La mort de sans-abri est un choix politique
Socialist Worker s'est adressé aux sans-abri alors qu'un nouveau rapport souligne les échecs du gouvernement

Le nombre de décès parmi les sans-abri en Grande-Bretagne a atteint un niveau record l'année dernière, selon un nouveau rapport.
Les données, publiées par l'association caritative Museum of Homelessness, révèlent qu'environ 1 611 personnes sans abri sont mortes en 2024, soit 9 % de plus qu'en 2023.
Les causes de décès varient, allant d'une mauvaise santé physique à la toxicomanie en passant par le suicide. Mais chaque décès est un échec de l’État, résultat des choix politiques de l’actuel gouvernement travailliste et des précédents gouvernements conservateurs.
Le rapport révèle que 2024 est la troisième année où le nombre total de sans-abri a augmenté, de 20 % par rapport à l'année précédente.

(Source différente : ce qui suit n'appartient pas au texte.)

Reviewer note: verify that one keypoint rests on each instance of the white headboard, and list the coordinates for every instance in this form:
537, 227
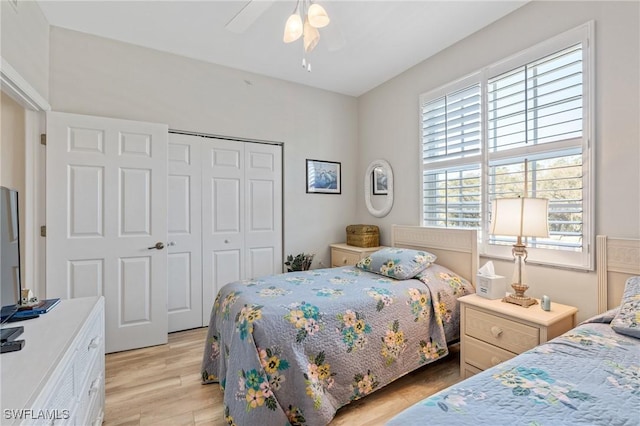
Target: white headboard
616, 260
457, 249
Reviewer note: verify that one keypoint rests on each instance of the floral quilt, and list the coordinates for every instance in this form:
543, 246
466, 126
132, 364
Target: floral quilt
588, 376
291, 349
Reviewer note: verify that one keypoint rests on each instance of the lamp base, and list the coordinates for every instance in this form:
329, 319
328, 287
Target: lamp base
525, 301
519, 297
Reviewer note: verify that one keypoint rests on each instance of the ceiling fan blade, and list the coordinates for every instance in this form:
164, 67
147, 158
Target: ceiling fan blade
247, 15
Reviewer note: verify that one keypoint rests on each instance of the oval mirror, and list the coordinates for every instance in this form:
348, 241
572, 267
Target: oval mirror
378, 184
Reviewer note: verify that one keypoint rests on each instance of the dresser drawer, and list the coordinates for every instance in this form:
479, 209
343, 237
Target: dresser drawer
343, 258
501, 332
483, 355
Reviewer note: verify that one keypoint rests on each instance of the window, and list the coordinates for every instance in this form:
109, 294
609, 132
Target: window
521, 127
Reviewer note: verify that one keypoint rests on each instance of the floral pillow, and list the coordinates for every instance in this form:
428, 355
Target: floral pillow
397, 263
628, 318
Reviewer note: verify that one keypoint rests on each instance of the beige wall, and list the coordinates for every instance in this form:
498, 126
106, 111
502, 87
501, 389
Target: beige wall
12, 156
25, 42
388, 117
97, 76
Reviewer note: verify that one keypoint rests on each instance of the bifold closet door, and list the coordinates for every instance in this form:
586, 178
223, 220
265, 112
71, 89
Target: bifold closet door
241, 214
184, 259
225, 220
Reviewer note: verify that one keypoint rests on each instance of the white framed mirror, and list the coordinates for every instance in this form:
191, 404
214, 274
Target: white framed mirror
378, 188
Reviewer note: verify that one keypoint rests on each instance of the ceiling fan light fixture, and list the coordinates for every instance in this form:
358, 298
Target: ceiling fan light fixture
318, 17
293, 28
311, 36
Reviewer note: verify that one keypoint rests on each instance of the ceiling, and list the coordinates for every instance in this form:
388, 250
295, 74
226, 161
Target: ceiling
366, 43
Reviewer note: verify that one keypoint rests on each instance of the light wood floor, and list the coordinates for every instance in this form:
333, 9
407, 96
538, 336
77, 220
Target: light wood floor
161, 385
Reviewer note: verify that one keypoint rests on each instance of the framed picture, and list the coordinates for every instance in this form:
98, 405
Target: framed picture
379, 181
323, 177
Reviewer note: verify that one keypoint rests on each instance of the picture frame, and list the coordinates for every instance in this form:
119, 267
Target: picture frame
324, 177
379, 181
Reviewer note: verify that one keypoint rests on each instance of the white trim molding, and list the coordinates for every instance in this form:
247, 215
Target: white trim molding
14, 85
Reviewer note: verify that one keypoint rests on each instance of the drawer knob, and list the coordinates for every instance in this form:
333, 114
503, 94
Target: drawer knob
95, 386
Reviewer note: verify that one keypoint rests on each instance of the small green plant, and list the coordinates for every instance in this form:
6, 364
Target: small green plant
302, 262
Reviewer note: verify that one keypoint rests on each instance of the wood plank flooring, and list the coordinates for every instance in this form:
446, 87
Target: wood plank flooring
161, 386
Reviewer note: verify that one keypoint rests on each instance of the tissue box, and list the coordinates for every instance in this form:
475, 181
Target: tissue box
363, 235
491, 287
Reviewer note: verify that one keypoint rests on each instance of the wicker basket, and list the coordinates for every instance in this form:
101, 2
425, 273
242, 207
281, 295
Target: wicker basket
363, 235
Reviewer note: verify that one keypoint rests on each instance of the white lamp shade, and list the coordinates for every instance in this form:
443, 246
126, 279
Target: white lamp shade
293, 28
318, 17
524, 217
311, 36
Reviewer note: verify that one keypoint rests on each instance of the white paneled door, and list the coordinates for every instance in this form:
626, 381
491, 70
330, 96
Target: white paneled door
241, 214
107, 222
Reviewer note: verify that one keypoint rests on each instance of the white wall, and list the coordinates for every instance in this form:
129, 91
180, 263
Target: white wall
97, 76
388, 123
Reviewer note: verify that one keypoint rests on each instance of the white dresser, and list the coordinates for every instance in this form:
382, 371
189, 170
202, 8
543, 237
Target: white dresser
58, 377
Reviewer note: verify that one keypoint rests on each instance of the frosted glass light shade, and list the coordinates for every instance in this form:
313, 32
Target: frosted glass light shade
311, 36
293, 28
318, 17
524, 217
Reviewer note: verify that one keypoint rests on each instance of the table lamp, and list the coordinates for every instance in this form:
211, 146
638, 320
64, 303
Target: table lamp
520, 217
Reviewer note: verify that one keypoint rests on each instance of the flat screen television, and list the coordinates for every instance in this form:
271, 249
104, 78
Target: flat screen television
10, 277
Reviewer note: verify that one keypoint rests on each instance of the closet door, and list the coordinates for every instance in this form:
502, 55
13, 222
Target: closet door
184, 260
241, 214
263, 209
223, 211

« Il y a désormais plus du double du nombre de personnes vivant dans la rue par rapport au début des records nationaux en 2010 », indique le rapport.
Kevin, un sans-abri assis à Leicester Square, au centre de Londres, a déclaré à Socialist Worker qu'il était sans logement depuis trois ans. « Je me sens comme un citoyen de seconde zone. Je suis assis ici avec ma pancarte demandant de l'argent et je ne reçois aucune aide. Tout le monde passe devant. »
Il est devenu sans abri après le départ de sa famille, ce qui signifie qu'il a perdu son système de soutien.
« J'ai essayé d'obtenir de l'aide auprès d'associations caritatives, mais j'ai été expulsé du logement. Je m'effondre ici. »
Il est difficile d’obtenir des données sur le nombre de décès sans abri. L’Office des statistiques nationales a cessé de publier des données officielles à ce sujet en 2022.
Au lieu de cela, le Museum for Homelessness a collecté des données provenant d'une combinaison de tribunaux de coroner, de couverture médiatique, de demandes d'accès à l'information et de témoignages de familles.
Le rapport souligne également le fait que plus de 169 000 enfants vivent dans des hébergements temporaires. Il disait : « Beaucoup d'entre eux vivent dans des chambres d'hôtes et des chambres d'hôtel totalement inadaptées, sans cuisine, bureau ou endroit pour jouer. Combien de temps encore la crise continuera-t-elle à ruiner des vies avant que le gouvernement n'agisse ? «
William a passé ces dernières années dans des logements temporaires. « Être sans abri, c'est comme être des débris sous la chaussure de quelqu'un. C'est putain d'horrible », a-t-il déclaré à Socialist Worker.
Il a déclaré : « J'avais un gros problème d'alcool. J'ai tout perdu à cause de ça. » William vend actuellement les journaux Big Issue dans le nord de Londres, « ce qui a fait des merveilles ».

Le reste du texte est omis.